In turn, Diatta embodies the myth of altruistic colonial mandate. College educated, fluent in several Western languages, and having achieved a certain degree of assimilation by marrying a French woman, Diatta has seemingly transcended the limitations of his station by being promoted from within the ranks and acting as a liaison between the officers and the native soldiers (primarily due to his ability to speak proper French). But even in his acculturation, Diatta is not immune from the inherent racism and subjugation of colonialism. Housed in a barbed wire-enclosed transit camp along with other infantrymen while officers retreat to more comfortable accommodations at a nearby hotel, served inedible gruel that falls even below the standard of concentration camp food (the meat rations having been set aside for French personnel), and thrown out of a bar in the red light district when the hostess realizes that he is not an American serviceman, Diatta is constantly reminded of his “place” in colonial society.

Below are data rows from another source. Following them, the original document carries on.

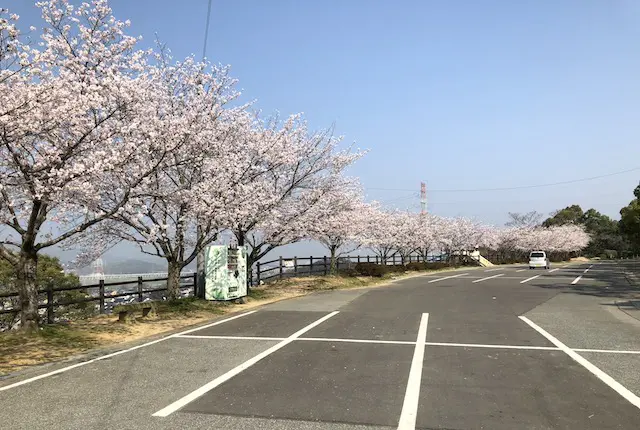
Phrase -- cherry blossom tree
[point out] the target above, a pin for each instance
(380, 232)
(338, 220)
(187, 110)
(309, 167)
(71, 146)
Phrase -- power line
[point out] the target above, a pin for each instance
(206, 32)
(515, 188)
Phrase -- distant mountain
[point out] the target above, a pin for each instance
(128, 266)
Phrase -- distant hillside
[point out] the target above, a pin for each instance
(127, 266)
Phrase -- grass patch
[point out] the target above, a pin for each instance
(51, 343)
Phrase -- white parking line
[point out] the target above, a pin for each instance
(409, 412)
(197, 336)
(404, 342)
(490, 277)
(619, 388)
(607, 351)
(446, 277)
(387, 342)
(478, 345)
(168, 410)
(104, 357)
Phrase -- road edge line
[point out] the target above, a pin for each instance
(409, 413)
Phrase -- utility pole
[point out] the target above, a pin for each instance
(423, 197)
(199, 288)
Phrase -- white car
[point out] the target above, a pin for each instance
(538, 259)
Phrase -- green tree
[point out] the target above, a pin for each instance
(605, 232)
(630, 221)
(569, 215)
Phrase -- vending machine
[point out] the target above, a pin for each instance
(225, 270)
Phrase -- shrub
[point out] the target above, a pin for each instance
(371, 269)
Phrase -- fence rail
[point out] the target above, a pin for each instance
(105, 299)
(308, 266)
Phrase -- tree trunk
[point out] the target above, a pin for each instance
(333, 265)
(173, 281)
(28, 289)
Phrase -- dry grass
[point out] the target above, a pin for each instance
(579, 259)
(56, 342)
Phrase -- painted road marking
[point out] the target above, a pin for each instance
(168, 410)
(490, 277)
(619, 388)
(202, 336)
(104, 357)
(447, 277)
(479, 345)
(608, 351)
(409, 412)
(383, 342)
(404, 342)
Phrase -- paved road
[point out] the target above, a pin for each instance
(503, 348)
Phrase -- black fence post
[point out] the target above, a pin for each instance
(50, 303)
(139, 288)
(101, 288)
(258, 273)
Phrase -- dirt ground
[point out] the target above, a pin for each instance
(60, 341)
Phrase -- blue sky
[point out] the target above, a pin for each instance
(459, 94)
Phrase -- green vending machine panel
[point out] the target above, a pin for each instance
(225, 272)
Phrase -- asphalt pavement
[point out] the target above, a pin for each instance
(498, 348)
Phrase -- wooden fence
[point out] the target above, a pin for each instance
(96, 293)
(309, 266)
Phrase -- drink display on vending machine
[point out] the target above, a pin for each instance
(225, 271)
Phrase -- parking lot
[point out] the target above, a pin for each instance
(499, 348)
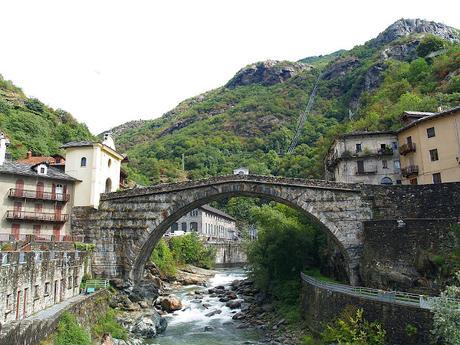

Perhaps the most emblematic of the tirailleurs’ (and more broadly, the indigenous Africans’) entrenched marginalization lies in the image of the infantrymen being stripped of their new army khakis for replacement with worn colonial uniforms (their used condition reinforcing the idea of inherited disenfranchisement) – inequitable exchanges that echo the ravaged landscapes left behind by colonialism’s cycle of exploited resources. Invoking the image of the U.S. through the donated garments, Sembène and Sow insightfully frame the soldiers’ odyssey within the context of individual transformation embodied by the American ideals of equality and racial integration. In a sense, the soldiers’ mutiny against the government’s unfair wage exchange rates reflects an empowerment and assertion of identity that is paradoxically symbolized by borrowed clothes – an enlightenment and self-awareness realized, not through the donning of new masks, but from the shedding of imposed costumes.